# Jeux pour iPhone: vaste débat....



## Delgesu (6 Décembre 2009)

J'ai un iPhone depuis peu, et je scrute les jeux sur le iStore. Je sens que avant que je dépense le moindre sou la dedans, il va d'abord que je tombe sur LE jeu vraiment pensé pour iPhone, avec un gameplay assorti et pas un portage avec une jouabilité non adaptée. Déjà _exit_ les jeux avec le joystick virtuel, ce qui en fait un bon paquet. La sensation physique du manque de manette est pesante; ce n'est quand même pas pareil. Il n'y a pas de butée physique, ce qui rend le contrôle moins précis.
Il doit bien y avoir un stock de jeux développés spécifiquement pour le iPhone.


----------



## Macuserman (6 Décembre 2009)

Franchement tu as toute une flopée de jeux iPhone géniaux, et pas forcément payant ! 

Mais tu as Google qui peut te servir également, ou alors je peux t'en conseiller maios comment être sur que ceux ci te plairont ? 

Eliminate Pro ? Flip ? 33rd Division ?


----------



## Gwen (6 Décembre 2009)

Dans les jeu utilisant a fond l'iPhone j'ai personnellement :

Fastlane.
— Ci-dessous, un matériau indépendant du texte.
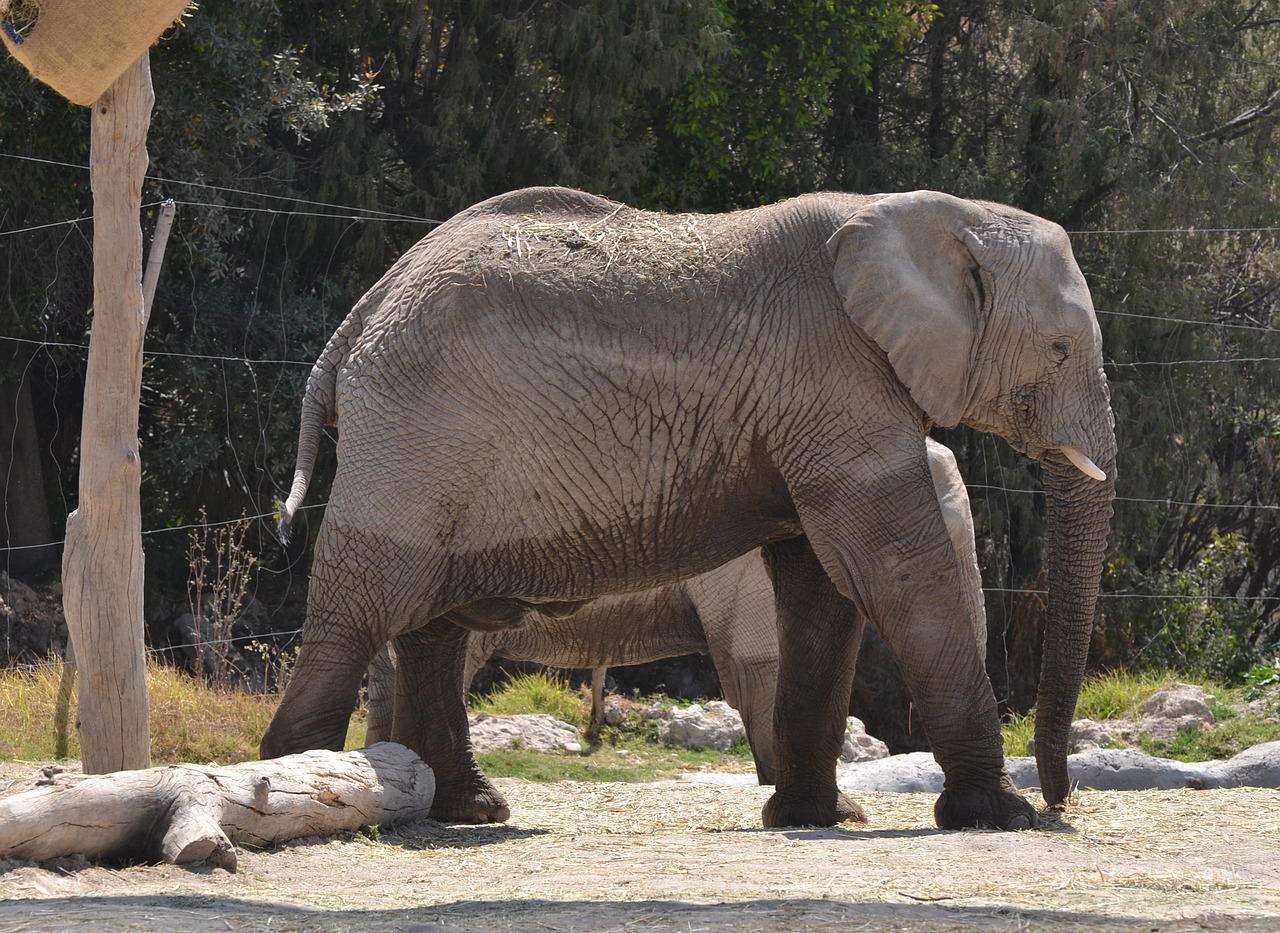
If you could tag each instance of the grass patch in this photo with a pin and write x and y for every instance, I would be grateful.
(539, 691)
(1121, 695)
(190, 719)
(629, 762)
Il faut pencher le iPhone pour faire tourner la voiture.

SuperMarket mania. : Il faut cliquer sur les rayons a remplir pour que cela fonctionne.

Labyrinthe 2 : Super utilisation du déplacement du iPhone pour guider une bille.
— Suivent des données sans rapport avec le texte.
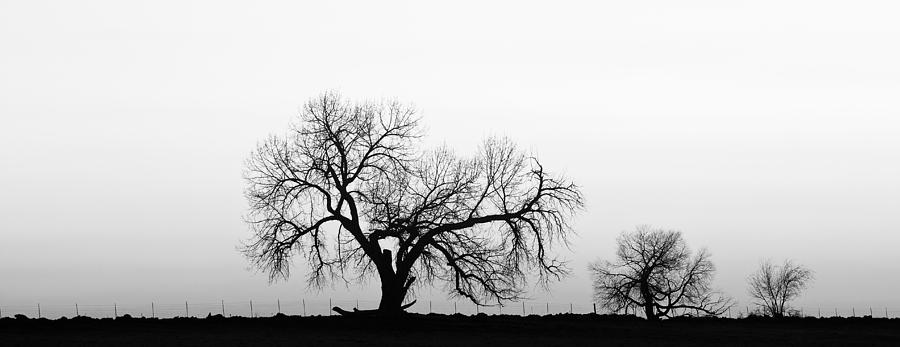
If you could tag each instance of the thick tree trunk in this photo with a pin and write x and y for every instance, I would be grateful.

et le généralissime : Dizzy Bee : ou il faut guider une abeille dans un labyrinthe en inclinant le iPhone.

Ensuite, il y en a pleins d'autres, amis je en suis pas un grand joueur.


----------



## crakou (8 Décembre 2009)

Les jeux spécialement crées pour Iphone sont souvent les plus réussis.

- Rolando 1 et 2
- Trism
- Poker (de Apple)
- Fieldrunners
...

Les jeux de cartes et société sont particulièrement bien adaptés à l'iphone en général.


----------



## djames78 (22 Décembre 2009)

Il ne faut pas oublier le très bon Canabalt qui est vraiment fun


----------



## Galuz (22 Décembre 2009)

Sur certains jeux, je préfère largement un joystick virtuel que de pencher l'iphone. C'est plus pratique et parfois plus précis.
En fait, sur certains jeux on ne peut s'en passer.
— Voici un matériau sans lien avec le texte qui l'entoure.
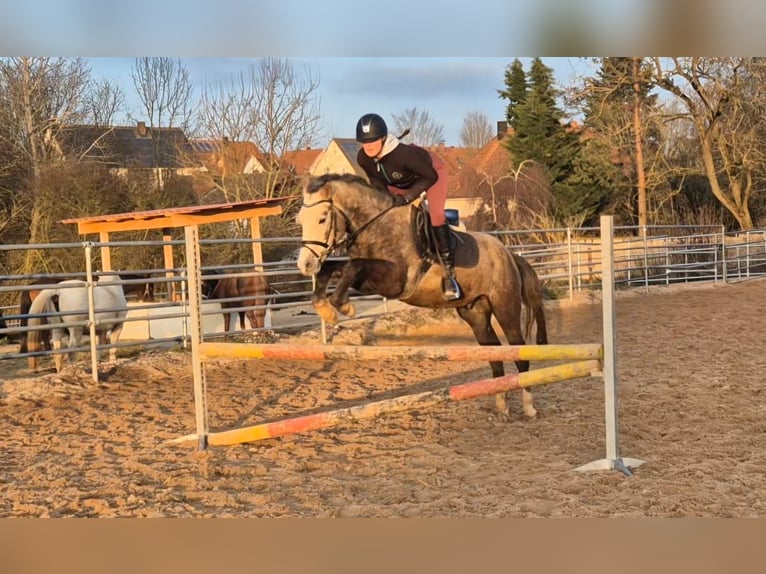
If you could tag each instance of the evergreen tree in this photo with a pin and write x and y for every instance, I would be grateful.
(608, 102)
(542, 136)
(515, 90)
Je recommande Toki Tori. Très bon pour se creuser les méninges, le gameplay et les graphismes sont excellents. Dans mon Top 3 assurément.


----------



## melaure (22 Décembre 2009)

Real Racing
Defender Chronicle


----------



## MacSedik (25 Décembre 2009)

djames78 a dit:


> Il ne faut pas oublier le très bon Canabalt qui est vraiment fun



Canabalt c'est génial ce jeu 

sinon moi j'ai essayé les jeux de voitures : NFS, real racing, rally master et celui qui m'a le plus plu c'est NFS pourtant je ne suis pas fan des jeux de courses. 
monkey island excellent, doodle jump aussi, paper toss pas mal.. en ce moment je joue beaucoup a MiniSquadron et canabalt


----------



## Macuserman (25 Décembre 2009)

Et Babel alors ? Qui n'a jamais eu envie de se prendre pour Dieu ?


----------



## twinworld (26 Décembre 2009)

gwen a dit:


> SuperMarket mania. : Il faut cliquer sur les rayons a remplir pour que cela fonctionne.


c'est vrai qu'il est sympa, mais je l'ai fini en un soir... 

Sinon NBA Live 2010, avec joystick virtuel, est très sympa. Je regrette seulement qu'il n'y ait qu'une seule saison. C'est pas possible de faire plusieurs championnats pour faire évoluer son équipe.

Et puis la série des Virtual Villagers est aussi chouette. J'ai plus joué au premier qu'au second, parce que le concept est quand même assez ressemblant dans la deuxième mouture, mais les deux épisodes restent bien. 

Let's Golf est un chouette simulateur, très bien réussi. 

Et puis le jeu qui a tenu le plus longtemps chez moi, en matière de fun c'est Must Eat Birds !!!! Je le recommande.


----------



## 217ae1 (27 Décembre 2009)

mon préféré, c'est tap tap revange ! 

j'aime bien aussi super monkey ball, blocks classic, tetris, papijump et fastlane.


----------



## Macuserman (27 Décembre 2009)

J'aime aussi:

F.A.S.T , Eliminate et Lux Touch est sympa !


----------



## Deleted member 18124 (29 Décembre 2009)

MacSedik a dit:


> sinon moi j'ai essayé les jeux de voitures : NFS, real racing, rally master et celui qui m'a le plus plu c'est NFS pourtant je ne suis pas fan des jeux de courses.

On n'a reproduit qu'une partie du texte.